Mike eventually became full-time editor and moved into a Toorak office. The inquisitive Ryan was, and still is, a can-do man. It was no small task. Nat Fleischer established Ring magazine in the States, and was editor for 50 years. But America is the land of opportunity. If you wanted to start a magazine, you’d have a readership; a boutique rag on an esoteric subject would enjoy greater circulation than an Australian mainstream publication.

It’s rare in Australia that the little man gets a look-in. Ryan’s approach was simple. The glossy cover always featured a colourful, themed portrait or action shot. It was never overburdened with cover- lines. One was often enough. That first issue featured a smiling Lionel Rose, pre-world championship, and the solitary coverline proclaimed “Rose takes on the world”. Fighter always shouted loudly from crowded newsstands.

But Ryan was never content to be a mere passive recorder. Through Fighter, he wanted to improve the sport and the lot of its practitioners. He understood the benefit of symbolically establishing a magazine in the public mind by conferring awards, and had a statue fashioned by the sculptor Ernesto Murgo, The Golden Fighter – a yearly award which Fighter presented on television to the boxer Ryan’s stable of writers deemed fighter of the year. With  his eye for the main chance, Ryan ensured that Fighter’s version of the Fight of the Century (Ali-Frazier in March 1971), written by his New York correspondent Eddie Cool, hit the stands in the USA before any of their own magazines managed it. It sold out instantly.

He also employed a female co-editor, Bev Will.

Internationally, boxing magazines never featured a female voice. America’s Ring magazine ran a story on Will in 1972. Bev wrote elegant prose, and described fights and fighters in ways male reporters never considered. Of course, she was unfairly criticised.
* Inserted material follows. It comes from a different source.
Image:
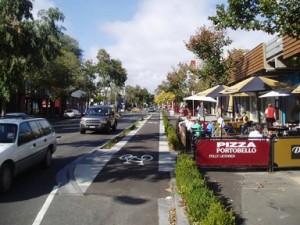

Will and Ryan campaigned for better conditions for boxers. Fighter became an influence in the sport it reported – a rare phenomenon in Australia. During Fighter’s first years of publication, three men died in the ring. Two others were permanently disabled. The intrepid Ryan and Will discovered  several of these boxers had pre-existing conditions that would have been detected by electroencephalograph and for the next few years they lobbied tirelessly, approaching the medical profession to ensure that anyone entering a ring be subjected to compulsory EEG testing. They published their findings in Fighter. But the medical profession never really came to the party, and today, despite those early attempts at rapprochement, it rails against boxing.

Ryan and Will would often have “Rose” and “Fammo” around to the office to discuss the future of Australian boxing over sandwiches, and occasionally they’d feature these round-table discussions in Fighter. The two of them wrote most of the features until they established an impressive stable of writers and photographers here and overseas.

Every year, Ryan, a literary ex-pug, would bring out an annual, Fighterbook, showcasing some great writing on the fight game. As a kid, I was a fight fan, but had no idea people could write about boxing the way the quirky Ryan and Will did. Then, in Fighterbook, I read Norman Mailer’s account of the death of Benny Paret at the hands of Emile Griffith, and discovered that boxing writing could be high literature.

As the 1980s ground on, boxing waned. Television, its Mephistophelian friend, both made the fight game and broke it. Boxing had too many sanctioning bodies and “world champions” were beginning to proliferate. Fighter’s circulation slumped, but it fought well into the 2000s.

In his 70s, Ryan stayed devoted to boxing, even trying an online edition of Fighter. Today, at 80, he never tires in his quest to find new ways to report, and improve, the fight game.